How to fix one-day-off date errors
Peter Hartree
When Claude gets more than a few days' worth of calendar data using Google Workspace MCP, it'll sometimes offset dates by a day. It'll mention a non-existent date like Monday 3rd February (instead of Monday 2nd February) and then allocate events to the wrong day.
The fix
Add these instructions to ~/.claude/CLAUDE.md:
### Date verification protocol
LLMs are known to make day-of-week calculation errors. When mentioning a specific date in conversation, verify it using bash:
```bash
date -j -f "%Y-%m-%d" "2026-01-22" "+%A, %d %B %Y"
```
For times: copy the exact time from the API response (e.g., "16:00"). Do not mentally convert or retype.

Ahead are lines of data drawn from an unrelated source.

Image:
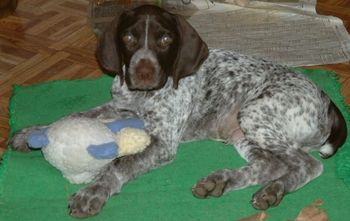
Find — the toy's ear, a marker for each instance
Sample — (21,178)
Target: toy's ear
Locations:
(103,151)
(38,139)
(117,125)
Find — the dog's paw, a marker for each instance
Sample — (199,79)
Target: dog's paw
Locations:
(87,202)
(268,196)
(212,185)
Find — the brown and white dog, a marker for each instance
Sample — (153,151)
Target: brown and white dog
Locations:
(166,76)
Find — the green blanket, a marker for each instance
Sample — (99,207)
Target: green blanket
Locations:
(31,189)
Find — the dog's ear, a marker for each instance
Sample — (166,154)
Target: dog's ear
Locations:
(192,50)
(108,52)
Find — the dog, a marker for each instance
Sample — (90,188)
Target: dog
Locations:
(167,76)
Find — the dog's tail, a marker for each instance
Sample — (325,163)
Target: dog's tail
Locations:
(338,133)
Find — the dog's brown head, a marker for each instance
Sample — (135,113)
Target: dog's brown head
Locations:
(153,44)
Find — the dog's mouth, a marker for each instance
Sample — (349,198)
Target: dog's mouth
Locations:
(146,78)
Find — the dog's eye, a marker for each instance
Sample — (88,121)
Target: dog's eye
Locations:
(129,38)
(165,41)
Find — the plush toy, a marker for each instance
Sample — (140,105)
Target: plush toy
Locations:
(79,147)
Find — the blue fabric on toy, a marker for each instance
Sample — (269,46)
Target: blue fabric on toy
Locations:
(38,138)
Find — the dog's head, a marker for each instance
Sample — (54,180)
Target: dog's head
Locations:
(153,44)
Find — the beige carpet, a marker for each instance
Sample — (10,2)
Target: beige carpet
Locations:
(285,31)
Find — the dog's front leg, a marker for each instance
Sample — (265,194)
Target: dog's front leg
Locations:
(90,200)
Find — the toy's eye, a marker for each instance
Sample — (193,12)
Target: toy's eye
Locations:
(165,40)
(129,38)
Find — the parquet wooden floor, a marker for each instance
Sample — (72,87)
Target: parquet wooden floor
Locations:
(50,40)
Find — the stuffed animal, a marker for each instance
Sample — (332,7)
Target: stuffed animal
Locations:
(79,147)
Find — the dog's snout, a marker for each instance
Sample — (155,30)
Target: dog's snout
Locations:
(145,70)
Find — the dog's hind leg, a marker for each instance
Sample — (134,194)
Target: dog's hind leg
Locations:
(263,167)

### Formatting calendar output
When fetching events across multiple days, use `~/.claude/scripts/format-calendar.py` to format and group events by day. Save the raw MCP output as JSON, then pipe through the script:
```bash
python3 ~/.claude/scripts/format-calendar.py < /tmp/calendar-data.json
```
This eliminates date errors entirely—the script handles day-of-week mapping and timezone conversion deterministically. For single-event lookups, the date verification protocol above is sufficient.
The Python script takes output from the Google Calendar MCP server, and outputs a schedule that my "chief of staff" skill can return verbatim:
### Monday 03 February 2026
* 09:00–10:00 Team standup
* 14:00–15:30 Project review (Room 3)
### Tuesday 04 February 2026
* [All day] Public holiday
* 16:00–17:00 1:1 with Sarah
Takeaway: if an LLM is unreliable at a deterministic task, delegate it to a deterministic tool.